Considering the volume of remittances flowing to developing nations, diaspora bonds (diaspora fund) has gained significance popularity as potential source of capital for financing infrastructure and development projects. According to reports available to THISDAY, Israel (from 1951) and India (from 1991) are two notable examples of countries that have successfully engaged their citizens through issuance of diaspora bonds. Both countries have since raised more than US$40billion, said Sonia Plaza and Dilip Ratha, Editor of World Bank’s Diaspora for Development in Africa.
Aganga believes that the Diaspora fund is the key to short term investment drive needed to address Nigeria shabby infrastructure, too inferior to support the country’s economic ambition. This is even more important as potential investors from Europe and America are overwhelmed by unflattering debt crisis that continued to hunt their respective economies. Greece and some other European countries can attest to this.

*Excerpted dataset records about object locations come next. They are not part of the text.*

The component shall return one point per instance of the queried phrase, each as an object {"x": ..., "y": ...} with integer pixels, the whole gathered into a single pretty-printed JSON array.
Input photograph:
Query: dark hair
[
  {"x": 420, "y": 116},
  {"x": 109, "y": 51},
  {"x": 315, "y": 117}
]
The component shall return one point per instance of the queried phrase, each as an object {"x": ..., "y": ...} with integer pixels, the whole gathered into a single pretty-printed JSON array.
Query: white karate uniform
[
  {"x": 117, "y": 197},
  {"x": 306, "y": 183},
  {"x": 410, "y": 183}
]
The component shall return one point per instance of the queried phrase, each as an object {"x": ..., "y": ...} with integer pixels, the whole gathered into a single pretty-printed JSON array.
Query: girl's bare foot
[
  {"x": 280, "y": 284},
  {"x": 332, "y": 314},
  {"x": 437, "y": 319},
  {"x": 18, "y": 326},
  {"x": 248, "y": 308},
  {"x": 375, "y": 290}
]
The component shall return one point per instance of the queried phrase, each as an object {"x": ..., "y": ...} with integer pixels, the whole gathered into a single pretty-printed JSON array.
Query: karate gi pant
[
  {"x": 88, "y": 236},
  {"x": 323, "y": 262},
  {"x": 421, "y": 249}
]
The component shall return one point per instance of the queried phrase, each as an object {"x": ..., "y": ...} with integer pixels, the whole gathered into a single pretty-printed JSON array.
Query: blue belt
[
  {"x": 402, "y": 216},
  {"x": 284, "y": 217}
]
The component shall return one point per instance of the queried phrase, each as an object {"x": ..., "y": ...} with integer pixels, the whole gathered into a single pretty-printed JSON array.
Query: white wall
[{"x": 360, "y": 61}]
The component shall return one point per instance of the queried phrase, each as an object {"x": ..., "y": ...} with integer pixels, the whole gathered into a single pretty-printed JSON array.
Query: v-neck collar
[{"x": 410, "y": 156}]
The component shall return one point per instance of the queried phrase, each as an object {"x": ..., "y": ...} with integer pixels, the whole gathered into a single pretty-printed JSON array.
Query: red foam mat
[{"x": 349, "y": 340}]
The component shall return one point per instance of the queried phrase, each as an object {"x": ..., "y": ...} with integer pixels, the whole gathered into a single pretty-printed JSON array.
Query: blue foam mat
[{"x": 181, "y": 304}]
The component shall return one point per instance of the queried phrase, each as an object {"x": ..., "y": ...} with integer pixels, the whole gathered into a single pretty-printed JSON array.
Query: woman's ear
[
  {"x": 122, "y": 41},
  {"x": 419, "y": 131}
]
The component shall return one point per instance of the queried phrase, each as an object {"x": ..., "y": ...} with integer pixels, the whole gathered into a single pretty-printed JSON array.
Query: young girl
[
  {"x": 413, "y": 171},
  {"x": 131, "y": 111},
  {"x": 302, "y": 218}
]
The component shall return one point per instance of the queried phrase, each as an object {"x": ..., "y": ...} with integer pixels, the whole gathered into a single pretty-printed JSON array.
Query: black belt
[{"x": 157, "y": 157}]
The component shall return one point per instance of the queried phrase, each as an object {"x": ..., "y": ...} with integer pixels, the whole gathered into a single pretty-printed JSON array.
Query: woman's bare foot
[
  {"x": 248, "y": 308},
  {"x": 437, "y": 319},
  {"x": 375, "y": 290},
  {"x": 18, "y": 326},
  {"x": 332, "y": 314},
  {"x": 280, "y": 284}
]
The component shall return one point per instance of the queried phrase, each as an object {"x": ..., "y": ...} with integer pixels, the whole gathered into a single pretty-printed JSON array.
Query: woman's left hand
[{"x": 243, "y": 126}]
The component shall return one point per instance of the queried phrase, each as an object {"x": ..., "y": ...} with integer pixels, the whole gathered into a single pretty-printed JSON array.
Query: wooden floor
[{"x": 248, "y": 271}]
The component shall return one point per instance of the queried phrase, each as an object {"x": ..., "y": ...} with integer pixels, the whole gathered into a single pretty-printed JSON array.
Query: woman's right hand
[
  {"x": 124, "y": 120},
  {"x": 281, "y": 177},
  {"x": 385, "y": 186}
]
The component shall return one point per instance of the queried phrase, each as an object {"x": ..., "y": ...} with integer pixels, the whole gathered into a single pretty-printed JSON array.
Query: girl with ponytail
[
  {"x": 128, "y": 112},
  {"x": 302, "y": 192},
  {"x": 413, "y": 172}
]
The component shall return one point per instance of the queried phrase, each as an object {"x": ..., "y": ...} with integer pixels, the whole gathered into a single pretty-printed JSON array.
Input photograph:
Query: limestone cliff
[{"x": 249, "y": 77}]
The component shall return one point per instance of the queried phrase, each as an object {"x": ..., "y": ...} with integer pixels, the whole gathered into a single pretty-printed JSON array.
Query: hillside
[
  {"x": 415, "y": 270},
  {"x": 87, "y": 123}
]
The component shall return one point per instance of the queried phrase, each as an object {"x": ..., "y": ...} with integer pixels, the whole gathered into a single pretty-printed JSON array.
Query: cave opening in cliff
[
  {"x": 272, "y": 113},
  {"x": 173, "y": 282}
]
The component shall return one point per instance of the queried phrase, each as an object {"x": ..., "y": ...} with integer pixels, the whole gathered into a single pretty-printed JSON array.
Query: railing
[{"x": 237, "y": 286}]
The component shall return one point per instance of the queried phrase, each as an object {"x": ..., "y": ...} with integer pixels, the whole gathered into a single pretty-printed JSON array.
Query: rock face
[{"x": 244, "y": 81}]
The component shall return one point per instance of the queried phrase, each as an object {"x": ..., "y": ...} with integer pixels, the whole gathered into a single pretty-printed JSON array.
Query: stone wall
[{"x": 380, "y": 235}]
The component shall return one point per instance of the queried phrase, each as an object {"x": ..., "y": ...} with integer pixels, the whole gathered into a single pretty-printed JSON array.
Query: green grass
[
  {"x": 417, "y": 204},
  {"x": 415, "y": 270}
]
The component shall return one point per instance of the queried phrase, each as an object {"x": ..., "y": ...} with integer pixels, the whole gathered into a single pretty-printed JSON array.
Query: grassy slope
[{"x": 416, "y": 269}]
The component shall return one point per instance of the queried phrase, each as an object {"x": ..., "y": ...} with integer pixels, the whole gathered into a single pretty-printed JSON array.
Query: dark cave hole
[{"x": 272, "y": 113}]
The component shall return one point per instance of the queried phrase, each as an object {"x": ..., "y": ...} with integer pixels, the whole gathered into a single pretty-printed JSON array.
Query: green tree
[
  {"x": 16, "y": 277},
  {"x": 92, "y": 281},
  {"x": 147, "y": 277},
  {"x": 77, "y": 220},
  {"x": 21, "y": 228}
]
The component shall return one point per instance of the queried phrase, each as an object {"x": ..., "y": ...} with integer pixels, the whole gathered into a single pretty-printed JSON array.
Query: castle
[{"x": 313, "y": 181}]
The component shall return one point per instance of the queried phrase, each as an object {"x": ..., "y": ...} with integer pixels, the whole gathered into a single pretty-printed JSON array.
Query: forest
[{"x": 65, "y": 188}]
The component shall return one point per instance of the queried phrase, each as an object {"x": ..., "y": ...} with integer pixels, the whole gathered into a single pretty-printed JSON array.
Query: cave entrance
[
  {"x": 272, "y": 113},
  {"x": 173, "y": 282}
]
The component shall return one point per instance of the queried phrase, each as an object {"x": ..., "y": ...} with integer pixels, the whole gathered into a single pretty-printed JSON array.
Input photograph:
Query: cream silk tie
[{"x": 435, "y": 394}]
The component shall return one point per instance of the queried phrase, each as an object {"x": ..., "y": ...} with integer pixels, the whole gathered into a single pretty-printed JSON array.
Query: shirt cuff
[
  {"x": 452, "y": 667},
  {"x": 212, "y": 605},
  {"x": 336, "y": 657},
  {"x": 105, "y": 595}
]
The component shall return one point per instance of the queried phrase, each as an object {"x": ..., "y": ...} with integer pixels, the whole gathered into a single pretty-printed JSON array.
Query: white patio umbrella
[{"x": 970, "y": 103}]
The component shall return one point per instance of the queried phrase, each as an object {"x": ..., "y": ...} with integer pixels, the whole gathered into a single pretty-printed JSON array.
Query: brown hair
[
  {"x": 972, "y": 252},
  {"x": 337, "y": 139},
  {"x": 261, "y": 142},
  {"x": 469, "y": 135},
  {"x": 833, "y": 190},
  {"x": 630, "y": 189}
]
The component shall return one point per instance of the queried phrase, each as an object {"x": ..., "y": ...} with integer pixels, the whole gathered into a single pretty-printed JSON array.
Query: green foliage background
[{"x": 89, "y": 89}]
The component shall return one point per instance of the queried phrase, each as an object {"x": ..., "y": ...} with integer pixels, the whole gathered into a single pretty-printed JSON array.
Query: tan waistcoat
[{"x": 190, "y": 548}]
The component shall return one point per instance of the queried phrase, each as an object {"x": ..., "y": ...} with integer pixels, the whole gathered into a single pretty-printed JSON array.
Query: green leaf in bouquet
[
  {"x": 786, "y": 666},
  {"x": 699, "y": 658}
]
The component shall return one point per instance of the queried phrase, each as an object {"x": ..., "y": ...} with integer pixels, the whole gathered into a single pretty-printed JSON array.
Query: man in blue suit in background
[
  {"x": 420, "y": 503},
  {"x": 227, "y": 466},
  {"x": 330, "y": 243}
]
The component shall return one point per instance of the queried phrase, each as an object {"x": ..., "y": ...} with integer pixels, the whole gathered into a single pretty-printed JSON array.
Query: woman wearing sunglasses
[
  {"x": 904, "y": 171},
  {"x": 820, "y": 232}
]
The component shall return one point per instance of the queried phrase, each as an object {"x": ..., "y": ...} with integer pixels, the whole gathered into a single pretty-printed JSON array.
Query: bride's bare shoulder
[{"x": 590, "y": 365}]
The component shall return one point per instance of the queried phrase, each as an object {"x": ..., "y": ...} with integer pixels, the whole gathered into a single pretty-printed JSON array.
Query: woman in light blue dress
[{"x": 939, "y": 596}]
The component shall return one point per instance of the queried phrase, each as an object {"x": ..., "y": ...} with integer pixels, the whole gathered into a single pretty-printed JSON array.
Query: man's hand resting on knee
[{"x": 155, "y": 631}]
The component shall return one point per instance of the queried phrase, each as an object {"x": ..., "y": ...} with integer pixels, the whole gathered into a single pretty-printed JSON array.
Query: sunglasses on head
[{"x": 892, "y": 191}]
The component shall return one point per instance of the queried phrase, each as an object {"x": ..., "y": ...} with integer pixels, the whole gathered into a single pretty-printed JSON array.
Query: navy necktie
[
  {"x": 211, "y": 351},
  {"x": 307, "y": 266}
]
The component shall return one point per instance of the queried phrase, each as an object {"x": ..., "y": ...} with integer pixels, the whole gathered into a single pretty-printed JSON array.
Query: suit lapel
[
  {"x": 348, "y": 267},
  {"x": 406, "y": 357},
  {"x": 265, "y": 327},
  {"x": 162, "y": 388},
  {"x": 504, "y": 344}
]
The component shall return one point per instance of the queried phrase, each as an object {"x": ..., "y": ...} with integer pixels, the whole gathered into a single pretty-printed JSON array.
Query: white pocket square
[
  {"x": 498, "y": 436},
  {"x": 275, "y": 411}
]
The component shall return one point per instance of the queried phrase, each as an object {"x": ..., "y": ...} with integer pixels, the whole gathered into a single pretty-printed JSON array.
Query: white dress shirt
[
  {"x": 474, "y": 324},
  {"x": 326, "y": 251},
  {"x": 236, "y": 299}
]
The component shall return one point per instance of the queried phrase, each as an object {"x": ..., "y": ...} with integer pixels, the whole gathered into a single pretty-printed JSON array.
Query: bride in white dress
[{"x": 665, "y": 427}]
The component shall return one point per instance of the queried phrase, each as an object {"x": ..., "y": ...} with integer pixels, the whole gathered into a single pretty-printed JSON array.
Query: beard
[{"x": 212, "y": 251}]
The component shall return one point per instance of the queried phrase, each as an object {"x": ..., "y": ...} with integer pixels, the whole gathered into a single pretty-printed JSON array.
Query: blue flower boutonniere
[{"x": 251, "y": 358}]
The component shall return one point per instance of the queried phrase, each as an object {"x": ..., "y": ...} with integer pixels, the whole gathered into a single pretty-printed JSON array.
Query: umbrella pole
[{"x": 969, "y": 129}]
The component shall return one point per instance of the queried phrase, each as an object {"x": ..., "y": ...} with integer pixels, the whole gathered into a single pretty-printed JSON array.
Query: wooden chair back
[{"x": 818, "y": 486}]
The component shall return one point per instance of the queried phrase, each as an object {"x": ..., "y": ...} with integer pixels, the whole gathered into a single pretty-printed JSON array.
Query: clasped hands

However, it is not unusual for our fellow countrymen to miss their fatherland and some of them are even eager to make whatever contribution or already making contributions that will remediate some of the challenges. Amongst such people are successful technocrats, bankers, engineers, computer gurus, surgeons and professors in some of the world’s best universities and corporate bodies. They are either appointed into government or they are establishing businesses. The government’s creation of an agency for the diaspora was an attempt to formally harness the intellects of this caliber of Nigerians to the service of their fatherland.
Also, towards realising the country’s goal of becoming one of the world’s largest economies by the year 2020, Nigerians in the Diaspora, under the aegis of Nigerians in Diaspora Organisation (NIDO) Washington DC chapter held a world conference aimed at attracting more American investors to Nigeria recently. The organisers further said that the world conference was to create an environment in which investors will have opportunities to target the needs of each specific government and businesses from Nigeria; and tailor investment instruments to meet such needs.
But the Nigerian government will have to do more to persuade skeptic citizens, who remains doubtful of government ingenuity and transparency when it comes to managing the peoples wealth. With the perception of high corruption among government officials, weak justice system and lack of continuity in government policies, the minister might be forced to do more than just being a policy maker, but a believable marketer.
Many Nigerians living outside the country, largely in the United States, United Kingdom and Canada could still recall how they lost theirs savings, worth millions dollar to failed banks of the 90‘s, a report said.